In any event, MANILABANK may not be deemed a debtor of LUZON as far as warehouse fees for the storage of copra deposited by PACOCO are concerned. While LUZON had a right of action against PACOCO to recover fees for the storage of the copra deposited with it by the latter, it had no such right against MANILABANK. The only right that LUZON had vis a vis MANILABANK (or any other claimant of the deposited copra, aside from PACOCO) consisted of the so-called warehouseman's lien, i.e., the right to retain possession of the copra and refuse to release it to the claimant except only upon surrender of the warehouse receipt and payment of the storage charges. But that lien, being possessory in nature, was lost when LUZON gave up possession of the copra; 22 and when that happened, LUZON ceased to have any right whatever against MANILABANK with respect to the copra. Certainly, as regards the deposit of the copra by PA C O C O with LUZON, the latter had and has no right of action against MANILABANK for recovery of the storage charges therefor. Its lien having been lost, LUZON could look only to its debtor, PACOCO, for payment of said storage charges. 23
WHEREFORE, the challenged Decision of the Court of Appeals of February 28, 1977 is REVERSED, and the Trial Court's Order dated November 25, 1964 is REINSTATED AND AFFIRMED, with costs against private respondent.

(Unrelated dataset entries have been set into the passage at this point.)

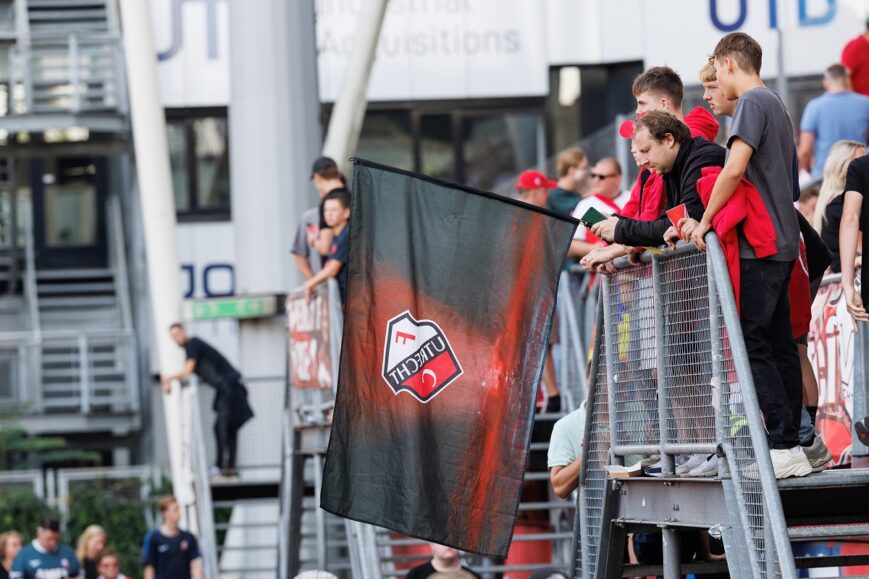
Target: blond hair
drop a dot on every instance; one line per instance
(88, 534)
(835, 169)
(707, 72)
(569, 158)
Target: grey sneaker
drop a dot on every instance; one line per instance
(818, 454)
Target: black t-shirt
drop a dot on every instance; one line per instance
(340, 251)
(830, 229)
(171, 556)
(211, 366)
(424, 571)
(858, 180)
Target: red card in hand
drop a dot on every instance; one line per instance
(676, 213)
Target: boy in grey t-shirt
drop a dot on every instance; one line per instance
(761, 149)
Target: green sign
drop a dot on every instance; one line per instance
(233, 307)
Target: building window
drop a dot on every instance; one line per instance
(199, 155)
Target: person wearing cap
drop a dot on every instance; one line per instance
(855, 57)
(657, 89)
(665, 144)
(606, 176)
(46, 556)
(313, 239)
(534, 188)
(573, 180)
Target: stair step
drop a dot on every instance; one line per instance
(110, 301)
(46, 274)
(70, 288)
(828, 532)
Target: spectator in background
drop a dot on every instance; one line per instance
(855, 57)
(573, 180)
(606, 176)
(170, 552)
(230, 399)
(109, 566)
(10, 545)
(90, 545)
(336, 211)
(808, 202)
(828, 213)
(836, 115)
(534, 188)
(326, 178)
(565, 451)
(444, 559)
(46, 556)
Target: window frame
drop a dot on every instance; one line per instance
(186, 116)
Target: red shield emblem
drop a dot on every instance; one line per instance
(418, 357)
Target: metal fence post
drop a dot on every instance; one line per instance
(610, 359)
(773, 512)
(668, 466)
(84, 374)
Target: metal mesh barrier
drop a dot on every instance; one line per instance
(687, 350)
(631, 321)
(594, 478)
(737, 444)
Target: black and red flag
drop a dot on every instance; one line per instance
(450, 297)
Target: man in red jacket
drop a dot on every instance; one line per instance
(762, 150)
(657, 89)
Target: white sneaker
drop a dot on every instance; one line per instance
(708, 467)
(818, 454)
(790, 462)
(693, 462)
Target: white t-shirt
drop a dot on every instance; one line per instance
(599, 202)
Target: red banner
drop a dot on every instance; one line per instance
(310, 353)
(831, 352)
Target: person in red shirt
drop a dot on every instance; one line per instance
(657, 89)
(855, 57)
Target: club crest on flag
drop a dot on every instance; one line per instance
(418, 358)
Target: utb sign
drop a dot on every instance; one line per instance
(805, 19)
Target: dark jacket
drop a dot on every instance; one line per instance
(680, 185)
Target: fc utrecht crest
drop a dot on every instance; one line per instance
(418, 357)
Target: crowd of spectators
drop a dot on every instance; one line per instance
(168, 552)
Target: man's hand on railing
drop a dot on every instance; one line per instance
(854, 303)
(605, 229)
(694, 231)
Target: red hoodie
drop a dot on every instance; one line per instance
(648, 200)
(744, 207)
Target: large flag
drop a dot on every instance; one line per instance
(450, 298)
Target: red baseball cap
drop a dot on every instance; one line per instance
(531, 179)
(626, 130)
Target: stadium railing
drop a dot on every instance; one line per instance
(670, 376)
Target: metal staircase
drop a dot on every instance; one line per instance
(694, 395)
(66, 67)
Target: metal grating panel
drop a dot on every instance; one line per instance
(688, 351)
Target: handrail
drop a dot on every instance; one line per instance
(680, 309)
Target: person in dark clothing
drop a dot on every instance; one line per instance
(230, 400)
(443, 559)
(665, 145)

Cruz, Gancayco, Griño-Aquino and Medialdea, JJ., concur.
Footnotes
1 It was filed on Oct. 20, 1964, and was docketed as Civil Case No. 1636.

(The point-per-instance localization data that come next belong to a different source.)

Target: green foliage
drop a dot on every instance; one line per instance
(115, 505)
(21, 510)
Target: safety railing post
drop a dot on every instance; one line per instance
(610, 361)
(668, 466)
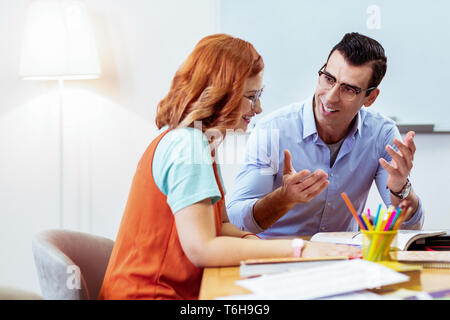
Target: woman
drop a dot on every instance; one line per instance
(175, 222)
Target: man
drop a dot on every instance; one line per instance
(322, 147)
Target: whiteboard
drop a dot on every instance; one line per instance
(295, 37)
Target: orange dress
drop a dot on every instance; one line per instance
(147, 261)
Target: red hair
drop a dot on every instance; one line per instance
(209, 85)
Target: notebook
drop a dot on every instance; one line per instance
(426, 259)
(254, 267)
(325, 281)
(404, 237)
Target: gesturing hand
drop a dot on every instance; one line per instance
(401, 164)
(301, 187)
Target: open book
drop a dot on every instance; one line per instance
(427, 259)
(404, 237)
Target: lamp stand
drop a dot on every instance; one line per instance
(61, 152)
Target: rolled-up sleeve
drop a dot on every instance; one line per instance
(254, 180)
(417, 219)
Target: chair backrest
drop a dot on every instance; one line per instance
(70, 264)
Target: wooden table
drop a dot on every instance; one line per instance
(219, 282)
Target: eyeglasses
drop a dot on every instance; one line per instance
(254, 97)
(347, 92)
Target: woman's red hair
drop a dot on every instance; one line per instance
(210, 84)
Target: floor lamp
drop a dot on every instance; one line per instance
(59, 45)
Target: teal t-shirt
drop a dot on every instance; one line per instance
(182, 168)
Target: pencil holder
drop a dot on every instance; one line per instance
(377, 244)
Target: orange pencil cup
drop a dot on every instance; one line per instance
(377, 244)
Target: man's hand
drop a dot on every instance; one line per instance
(402, 162)
(301, 187)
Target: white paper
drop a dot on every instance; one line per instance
(329, 280)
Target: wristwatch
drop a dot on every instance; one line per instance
(404, 192)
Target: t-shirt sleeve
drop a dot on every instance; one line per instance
(182, 169)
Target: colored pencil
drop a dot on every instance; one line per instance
(352, 210)
(367, 222)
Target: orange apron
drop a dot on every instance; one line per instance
(147, 261)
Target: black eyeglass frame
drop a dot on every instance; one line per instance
(357, 89)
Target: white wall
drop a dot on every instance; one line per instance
(107, 122)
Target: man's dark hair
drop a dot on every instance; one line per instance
(358, 49)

2 The agreement was entered into on December 14, 1956.
3 On July 29, 1960.
4 The copra was mortgaged to MANILABANK as security for an indebtedness of P200,000.00; the deed of chattel mortgage was duly registered with the Register of Deeds of Surigao del Norte. Record on Appeal (Rollo, p. 29). pp. 11-12.
5 Rollo, p. 29: Record on Appeal, pp. 11-13.
6 Id., pp. 14-26.
7 Id., pp. 27-41.
8 Id., pp. 42-44.
9 Id., pp. 74-75, 79.
10 Id., pp. 47-60.
11 Id., pp. 61-73.
12 Id., pp. 79-85. The order is dated November 25, 1964.

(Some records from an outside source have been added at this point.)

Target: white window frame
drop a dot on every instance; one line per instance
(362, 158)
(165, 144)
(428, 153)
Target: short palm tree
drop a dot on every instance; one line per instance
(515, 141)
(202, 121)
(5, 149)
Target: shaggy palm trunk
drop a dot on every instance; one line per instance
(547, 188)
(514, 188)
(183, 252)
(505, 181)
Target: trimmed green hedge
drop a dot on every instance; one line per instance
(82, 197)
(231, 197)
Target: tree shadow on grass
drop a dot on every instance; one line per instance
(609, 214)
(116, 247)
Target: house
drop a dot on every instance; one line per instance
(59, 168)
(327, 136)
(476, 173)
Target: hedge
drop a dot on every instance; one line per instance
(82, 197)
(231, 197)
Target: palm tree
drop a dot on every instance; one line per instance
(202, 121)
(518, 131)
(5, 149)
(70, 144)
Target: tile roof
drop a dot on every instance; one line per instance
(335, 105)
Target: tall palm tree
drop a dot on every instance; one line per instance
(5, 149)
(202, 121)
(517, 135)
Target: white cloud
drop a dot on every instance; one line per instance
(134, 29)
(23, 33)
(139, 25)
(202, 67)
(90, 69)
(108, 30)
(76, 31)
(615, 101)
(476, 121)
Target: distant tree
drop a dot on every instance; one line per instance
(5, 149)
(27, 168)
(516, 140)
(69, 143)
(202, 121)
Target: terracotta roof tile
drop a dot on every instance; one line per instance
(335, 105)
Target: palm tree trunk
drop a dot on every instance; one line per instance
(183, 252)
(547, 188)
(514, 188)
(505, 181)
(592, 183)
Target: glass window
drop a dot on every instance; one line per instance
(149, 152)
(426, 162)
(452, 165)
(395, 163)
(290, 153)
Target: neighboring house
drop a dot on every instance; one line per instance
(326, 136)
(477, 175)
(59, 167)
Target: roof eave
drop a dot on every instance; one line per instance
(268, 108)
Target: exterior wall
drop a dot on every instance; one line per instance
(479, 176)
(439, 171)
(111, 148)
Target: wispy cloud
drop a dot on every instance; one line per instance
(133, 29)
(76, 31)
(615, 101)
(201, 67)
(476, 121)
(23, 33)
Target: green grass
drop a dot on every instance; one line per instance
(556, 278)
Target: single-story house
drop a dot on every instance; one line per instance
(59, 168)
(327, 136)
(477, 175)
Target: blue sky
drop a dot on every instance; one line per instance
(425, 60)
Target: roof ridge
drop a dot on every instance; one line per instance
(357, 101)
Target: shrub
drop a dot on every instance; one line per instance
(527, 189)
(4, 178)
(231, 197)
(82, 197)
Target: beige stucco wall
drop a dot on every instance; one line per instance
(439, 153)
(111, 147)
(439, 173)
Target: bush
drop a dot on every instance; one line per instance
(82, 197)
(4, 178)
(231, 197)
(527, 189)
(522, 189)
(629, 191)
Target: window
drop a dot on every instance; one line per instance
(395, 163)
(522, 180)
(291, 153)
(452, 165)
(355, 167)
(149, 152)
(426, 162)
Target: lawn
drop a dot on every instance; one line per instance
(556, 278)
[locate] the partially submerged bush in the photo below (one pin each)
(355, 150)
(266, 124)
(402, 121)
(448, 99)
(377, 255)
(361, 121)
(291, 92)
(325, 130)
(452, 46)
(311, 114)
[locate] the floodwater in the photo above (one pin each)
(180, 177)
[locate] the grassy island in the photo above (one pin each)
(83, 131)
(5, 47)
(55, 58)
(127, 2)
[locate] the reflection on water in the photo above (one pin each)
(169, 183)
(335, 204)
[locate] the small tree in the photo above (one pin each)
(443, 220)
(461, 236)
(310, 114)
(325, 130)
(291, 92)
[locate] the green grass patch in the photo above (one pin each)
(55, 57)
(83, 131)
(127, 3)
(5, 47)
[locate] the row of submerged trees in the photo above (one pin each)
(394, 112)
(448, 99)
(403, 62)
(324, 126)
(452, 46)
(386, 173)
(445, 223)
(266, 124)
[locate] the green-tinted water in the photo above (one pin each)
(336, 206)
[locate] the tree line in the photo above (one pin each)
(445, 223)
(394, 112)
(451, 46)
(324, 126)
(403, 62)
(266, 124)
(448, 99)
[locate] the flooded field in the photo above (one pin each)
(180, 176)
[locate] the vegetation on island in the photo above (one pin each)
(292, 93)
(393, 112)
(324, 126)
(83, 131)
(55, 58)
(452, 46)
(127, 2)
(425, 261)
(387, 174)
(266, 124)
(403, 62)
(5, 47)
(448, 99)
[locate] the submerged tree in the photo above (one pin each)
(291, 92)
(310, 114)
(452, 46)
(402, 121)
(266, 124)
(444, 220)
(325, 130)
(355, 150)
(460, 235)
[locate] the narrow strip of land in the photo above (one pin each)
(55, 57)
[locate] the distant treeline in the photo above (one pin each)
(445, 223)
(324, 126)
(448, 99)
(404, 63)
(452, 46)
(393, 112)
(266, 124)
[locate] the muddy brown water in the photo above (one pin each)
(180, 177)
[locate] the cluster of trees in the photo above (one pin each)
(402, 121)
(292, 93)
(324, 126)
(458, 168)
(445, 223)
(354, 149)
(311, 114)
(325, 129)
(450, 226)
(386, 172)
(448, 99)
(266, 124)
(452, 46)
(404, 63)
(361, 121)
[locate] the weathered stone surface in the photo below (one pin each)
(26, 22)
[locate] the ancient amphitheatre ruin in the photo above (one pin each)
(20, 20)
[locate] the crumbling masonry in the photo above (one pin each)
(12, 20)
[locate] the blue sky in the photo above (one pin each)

13 Rendered on Feb. 28, 1977, Fernandez, J., ponente, and Bautista and Alampay, JJ., concurring, Rollo, pp. 31 et seq.
14 Rollo, p. 21.
15 Redulfa v. Alfonso, 76 Phils. 225, citing Fredericks v. Huber, 180 Pa. 572; 37 Atl. 90.
16 The Rules of Court of 1940 also treated of a preliminary and a final injunction (Secs. 1 and 10, Rule 60).
17 See Moran, Comments on the Rules, 1980 ed., Vol. 3, p. 141.
18 Sec. 2, Rule 65, Rules of Court.
19 See Sec. 1, Rule 2.
20 38 Phil. 585, 593-594. An even earlier case, Gilchrist v. Cuddy, 29 Phil. 542 (1915), sanctioned the rule that a "permanent injunction" was the remedy against "malicious interference (by strangers) with lawful and valid contracts." Rustia v. Franco, 41 Phil. 280 (1920) also held a permanent injunction to be "a perfectly legitimate remedy to protect the owner of land, being in possession, from illegitimate acts of repeated intrusion by a stranger, as where a person who has no right enters from time to time to cut wood or carry off other products." See, also, Barrameda v. Gontang, 19 SCRA 387.
21 Reyes v. Harty 21 Phil. 422; Larap Labor Union v. Victoriano, 97 Phil. 435, 439 citing Reyes v. Harty, supra) (1955), Remonte v. Bonto, 16 SCRA 257 (1966); Tomulo v. Yñiquez G.R. No. 71908, Feb. 4, 1986.
22 Under SEC. 29, of Act No. 2137 (The Warehouse Receipts Law), a warehouseman loses his lien upon goods inter alia by "surrendering possession thereof" without requiring payment of his lien because a warehouseman's lien is possessory in nature (Agbayani, Commercial Laws of the Philippines, 1976 ed., Vol. I, p. 471).
23 SEE Secs. 27, 28, 32, Act No. 2137.